Poor roads, high speeds topics of discussion for Erin council

ERIN – The Town of Erin will use a grant from the Federation of Canadian Municipalities (FCM) to hire Streetview, a company that will travel all town roads and record the condition of pavement, shoulders, street signs and other markers captured with the technology.

Nick Colucci, director of infrastructure services, told council at its July 21 meeting the data will help the town create a pavement condition index and assess its roads against that index.

Once Erin officials know the overall condition of roads, the town can set targets and budgets to meet those targets.

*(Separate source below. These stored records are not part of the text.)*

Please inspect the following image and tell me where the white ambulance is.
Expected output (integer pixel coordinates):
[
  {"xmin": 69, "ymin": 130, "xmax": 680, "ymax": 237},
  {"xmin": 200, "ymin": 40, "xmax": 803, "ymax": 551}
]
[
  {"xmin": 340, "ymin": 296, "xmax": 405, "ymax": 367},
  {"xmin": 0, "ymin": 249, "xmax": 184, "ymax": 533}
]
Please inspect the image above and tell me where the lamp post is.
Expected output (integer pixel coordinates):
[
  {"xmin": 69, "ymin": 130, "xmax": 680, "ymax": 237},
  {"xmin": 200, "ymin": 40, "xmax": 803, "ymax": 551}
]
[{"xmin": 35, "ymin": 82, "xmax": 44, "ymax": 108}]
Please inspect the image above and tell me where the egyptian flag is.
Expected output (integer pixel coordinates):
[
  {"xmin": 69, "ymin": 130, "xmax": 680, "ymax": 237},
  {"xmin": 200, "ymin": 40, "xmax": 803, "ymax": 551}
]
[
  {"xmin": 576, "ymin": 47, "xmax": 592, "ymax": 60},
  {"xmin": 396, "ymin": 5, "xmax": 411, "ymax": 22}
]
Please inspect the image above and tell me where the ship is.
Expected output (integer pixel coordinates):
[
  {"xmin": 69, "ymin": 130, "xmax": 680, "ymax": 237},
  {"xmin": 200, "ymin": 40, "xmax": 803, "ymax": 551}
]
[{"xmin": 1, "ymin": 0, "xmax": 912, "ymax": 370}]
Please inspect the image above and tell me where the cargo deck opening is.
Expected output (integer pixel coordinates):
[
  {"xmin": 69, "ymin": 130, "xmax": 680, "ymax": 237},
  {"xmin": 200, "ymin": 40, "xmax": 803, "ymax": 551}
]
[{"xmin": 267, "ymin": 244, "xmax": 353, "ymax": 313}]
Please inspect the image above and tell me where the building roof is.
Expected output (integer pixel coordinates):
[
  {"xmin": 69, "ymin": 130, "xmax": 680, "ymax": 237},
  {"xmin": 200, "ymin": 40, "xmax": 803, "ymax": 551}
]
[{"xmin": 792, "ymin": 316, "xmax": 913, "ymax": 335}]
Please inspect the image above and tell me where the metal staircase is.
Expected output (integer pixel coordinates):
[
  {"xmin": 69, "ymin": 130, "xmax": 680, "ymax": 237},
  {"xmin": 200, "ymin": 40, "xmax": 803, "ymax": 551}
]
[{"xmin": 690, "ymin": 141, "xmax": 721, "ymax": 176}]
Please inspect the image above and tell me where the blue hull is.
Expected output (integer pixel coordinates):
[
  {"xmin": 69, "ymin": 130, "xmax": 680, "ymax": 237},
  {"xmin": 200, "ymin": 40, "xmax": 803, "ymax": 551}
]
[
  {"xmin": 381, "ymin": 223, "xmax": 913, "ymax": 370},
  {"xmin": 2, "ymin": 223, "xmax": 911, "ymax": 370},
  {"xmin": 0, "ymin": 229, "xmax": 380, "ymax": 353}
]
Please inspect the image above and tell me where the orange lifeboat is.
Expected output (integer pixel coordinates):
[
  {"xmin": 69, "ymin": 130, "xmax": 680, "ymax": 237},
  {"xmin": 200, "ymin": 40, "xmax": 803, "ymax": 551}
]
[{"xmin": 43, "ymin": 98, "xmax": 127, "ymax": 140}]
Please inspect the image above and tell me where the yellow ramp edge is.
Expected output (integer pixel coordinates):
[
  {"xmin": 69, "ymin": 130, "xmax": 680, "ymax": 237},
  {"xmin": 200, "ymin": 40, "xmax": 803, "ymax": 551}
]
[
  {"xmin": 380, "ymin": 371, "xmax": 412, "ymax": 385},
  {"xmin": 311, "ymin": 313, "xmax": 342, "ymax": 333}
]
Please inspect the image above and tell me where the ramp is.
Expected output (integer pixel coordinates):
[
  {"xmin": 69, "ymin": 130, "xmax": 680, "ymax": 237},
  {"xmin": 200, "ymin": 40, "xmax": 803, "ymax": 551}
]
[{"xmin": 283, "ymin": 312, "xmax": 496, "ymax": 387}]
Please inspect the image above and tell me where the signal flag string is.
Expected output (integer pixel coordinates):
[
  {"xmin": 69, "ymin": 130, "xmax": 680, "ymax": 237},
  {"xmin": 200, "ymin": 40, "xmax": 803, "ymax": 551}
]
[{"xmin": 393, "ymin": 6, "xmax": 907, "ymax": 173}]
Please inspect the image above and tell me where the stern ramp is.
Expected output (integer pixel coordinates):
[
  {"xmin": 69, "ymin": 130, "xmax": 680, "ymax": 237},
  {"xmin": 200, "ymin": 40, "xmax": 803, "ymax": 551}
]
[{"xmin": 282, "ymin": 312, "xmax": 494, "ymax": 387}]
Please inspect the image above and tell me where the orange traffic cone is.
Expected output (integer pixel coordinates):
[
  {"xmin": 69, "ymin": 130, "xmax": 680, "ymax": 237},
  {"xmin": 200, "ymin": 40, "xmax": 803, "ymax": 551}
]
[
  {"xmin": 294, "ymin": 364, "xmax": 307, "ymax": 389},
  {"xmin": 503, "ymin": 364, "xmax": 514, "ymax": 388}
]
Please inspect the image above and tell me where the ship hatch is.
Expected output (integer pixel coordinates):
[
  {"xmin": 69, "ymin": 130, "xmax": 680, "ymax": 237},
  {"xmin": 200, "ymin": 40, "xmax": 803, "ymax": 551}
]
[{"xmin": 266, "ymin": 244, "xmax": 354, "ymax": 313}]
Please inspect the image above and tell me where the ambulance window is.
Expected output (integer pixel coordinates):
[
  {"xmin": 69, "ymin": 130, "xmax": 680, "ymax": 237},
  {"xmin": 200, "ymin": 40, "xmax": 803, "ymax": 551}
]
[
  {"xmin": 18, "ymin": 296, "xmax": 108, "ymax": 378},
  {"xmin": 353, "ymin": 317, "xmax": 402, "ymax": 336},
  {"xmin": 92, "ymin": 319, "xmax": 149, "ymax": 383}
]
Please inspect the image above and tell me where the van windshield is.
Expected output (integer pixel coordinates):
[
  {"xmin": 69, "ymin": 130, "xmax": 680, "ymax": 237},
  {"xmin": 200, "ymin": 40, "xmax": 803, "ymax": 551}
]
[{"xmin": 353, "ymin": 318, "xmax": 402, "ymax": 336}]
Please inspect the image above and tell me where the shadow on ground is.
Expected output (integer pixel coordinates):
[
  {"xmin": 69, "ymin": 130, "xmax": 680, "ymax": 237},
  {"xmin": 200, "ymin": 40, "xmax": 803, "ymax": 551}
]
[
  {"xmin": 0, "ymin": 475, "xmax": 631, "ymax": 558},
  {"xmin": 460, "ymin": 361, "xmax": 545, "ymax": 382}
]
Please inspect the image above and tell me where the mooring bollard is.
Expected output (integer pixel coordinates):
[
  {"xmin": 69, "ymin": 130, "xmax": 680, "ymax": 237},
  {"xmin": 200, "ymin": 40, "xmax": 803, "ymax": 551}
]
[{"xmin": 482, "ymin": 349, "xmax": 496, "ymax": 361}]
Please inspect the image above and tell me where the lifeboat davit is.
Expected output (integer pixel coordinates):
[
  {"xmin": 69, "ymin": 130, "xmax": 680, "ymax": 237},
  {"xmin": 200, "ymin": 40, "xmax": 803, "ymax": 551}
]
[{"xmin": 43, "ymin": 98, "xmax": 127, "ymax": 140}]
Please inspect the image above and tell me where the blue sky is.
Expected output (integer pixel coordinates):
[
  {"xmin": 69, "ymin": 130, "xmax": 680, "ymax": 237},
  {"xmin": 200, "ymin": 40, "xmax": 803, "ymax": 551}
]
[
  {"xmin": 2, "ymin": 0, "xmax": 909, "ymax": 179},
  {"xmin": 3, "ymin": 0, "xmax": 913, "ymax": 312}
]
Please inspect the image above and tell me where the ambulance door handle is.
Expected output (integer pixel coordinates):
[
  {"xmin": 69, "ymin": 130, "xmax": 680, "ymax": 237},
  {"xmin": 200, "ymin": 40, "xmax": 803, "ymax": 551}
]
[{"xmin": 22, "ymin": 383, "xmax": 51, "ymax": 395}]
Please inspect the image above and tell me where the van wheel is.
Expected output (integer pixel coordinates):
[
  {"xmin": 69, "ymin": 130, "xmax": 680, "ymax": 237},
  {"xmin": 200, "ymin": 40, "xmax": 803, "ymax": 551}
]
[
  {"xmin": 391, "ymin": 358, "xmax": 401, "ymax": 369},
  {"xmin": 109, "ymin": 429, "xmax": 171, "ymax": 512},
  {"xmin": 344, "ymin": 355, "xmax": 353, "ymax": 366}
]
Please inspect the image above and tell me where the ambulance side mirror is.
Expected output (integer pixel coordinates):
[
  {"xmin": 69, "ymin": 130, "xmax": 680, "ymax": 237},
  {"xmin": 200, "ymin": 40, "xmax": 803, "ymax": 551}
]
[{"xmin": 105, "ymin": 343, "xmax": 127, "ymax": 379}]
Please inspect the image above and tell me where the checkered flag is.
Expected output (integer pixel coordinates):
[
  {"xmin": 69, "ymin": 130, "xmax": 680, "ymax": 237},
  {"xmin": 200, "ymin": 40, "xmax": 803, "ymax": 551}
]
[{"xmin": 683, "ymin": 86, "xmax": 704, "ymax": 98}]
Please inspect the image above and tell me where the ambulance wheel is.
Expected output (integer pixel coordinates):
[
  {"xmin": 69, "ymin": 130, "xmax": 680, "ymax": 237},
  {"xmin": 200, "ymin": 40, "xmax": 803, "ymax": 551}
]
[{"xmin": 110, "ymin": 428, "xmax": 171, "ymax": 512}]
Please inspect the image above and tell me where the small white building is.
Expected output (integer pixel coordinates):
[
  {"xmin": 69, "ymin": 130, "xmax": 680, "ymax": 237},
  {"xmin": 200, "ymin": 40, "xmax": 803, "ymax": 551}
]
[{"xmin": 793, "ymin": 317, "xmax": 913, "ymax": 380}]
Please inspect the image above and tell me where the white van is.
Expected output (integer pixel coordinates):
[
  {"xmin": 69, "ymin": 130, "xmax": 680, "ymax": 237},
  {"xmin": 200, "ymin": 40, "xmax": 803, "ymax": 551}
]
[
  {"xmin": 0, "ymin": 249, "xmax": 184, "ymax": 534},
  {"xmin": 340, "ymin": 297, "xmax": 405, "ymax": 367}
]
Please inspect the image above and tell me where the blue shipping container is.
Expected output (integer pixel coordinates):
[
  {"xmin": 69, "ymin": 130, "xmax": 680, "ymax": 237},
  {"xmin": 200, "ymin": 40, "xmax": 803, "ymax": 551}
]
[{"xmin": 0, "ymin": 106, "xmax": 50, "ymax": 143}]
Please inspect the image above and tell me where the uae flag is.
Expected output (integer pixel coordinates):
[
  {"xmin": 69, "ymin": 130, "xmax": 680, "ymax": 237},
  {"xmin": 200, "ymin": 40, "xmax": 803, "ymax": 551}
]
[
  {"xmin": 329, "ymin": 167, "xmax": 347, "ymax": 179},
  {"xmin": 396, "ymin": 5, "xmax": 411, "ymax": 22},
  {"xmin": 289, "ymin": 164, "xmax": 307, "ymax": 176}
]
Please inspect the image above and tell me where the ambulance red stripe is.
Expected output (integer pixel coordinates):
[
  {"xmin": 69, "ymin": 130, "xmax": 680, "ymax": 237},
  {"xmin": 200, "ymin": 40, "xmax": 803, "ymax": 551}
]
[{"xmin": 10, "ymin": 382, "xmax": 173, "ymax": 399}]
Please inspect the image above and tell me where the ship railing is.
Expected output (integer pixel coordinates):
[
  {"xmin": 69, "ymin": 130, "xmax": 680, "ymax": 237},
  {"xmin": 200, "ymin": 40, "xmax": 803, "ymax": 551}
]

It will prioritize road projects based on the data, and coordinate roadwork with infrastructure projects, such as the wastewater treatment system and bridge work.

The information will also inform the asset management plan.

“Having the current data, we can establish priorities. We’ll do the poor condition roads first and try to leave the good roads until the end,” Colucci said.

“All our roads are a problem,” stated Mayor Allan Alls. “Choosing the worst might be the problem.”

While the technology right now only works on paved roads, Streetview is working on a way to capture gravel roads too, and will collect data on gravel roads here as it does its work for the town.

“They are doing our gravel roads for themselves? Are we paying for that?” asked councillor Jamie Cheyne.

Colucci  replied, “We will be getting the data, but it’s not part of the pavement condition index. It is part of the cost.”

He said the FCM grant will cover 80 per cent of the cost, while the town’s cost would be $5,000.

Council unanimously approved a motion to apply for the grant.

Slow down through Hillsburgh

Council also approved a motion to place a permanent speed indicator sign on Trafalgar Road at the south entrance to Hillsburgh.

Cheyne sits on the Let’s Get Hillburgh Growing committee and said the purpose of the committee “is improvement, and safety is right up there.”

He said Trafalgar Road sees a lot of truck traffic and speeding is a problem through town.

“We thought the south end of Hillsburgh would be a good spot,” he said.

“There’s only one light and no crosswalk.”

The cost – $3,130 – would come from the Let’s Get Hillsburgh Growing reserve, Cheyne said.

There is already a speed indicator sign on the north entrance of town for southbound traffic.

“They work,” Cheyne said. “People see them and respond to them.”

Council approved a motion to send the proposal to Wellington County for review.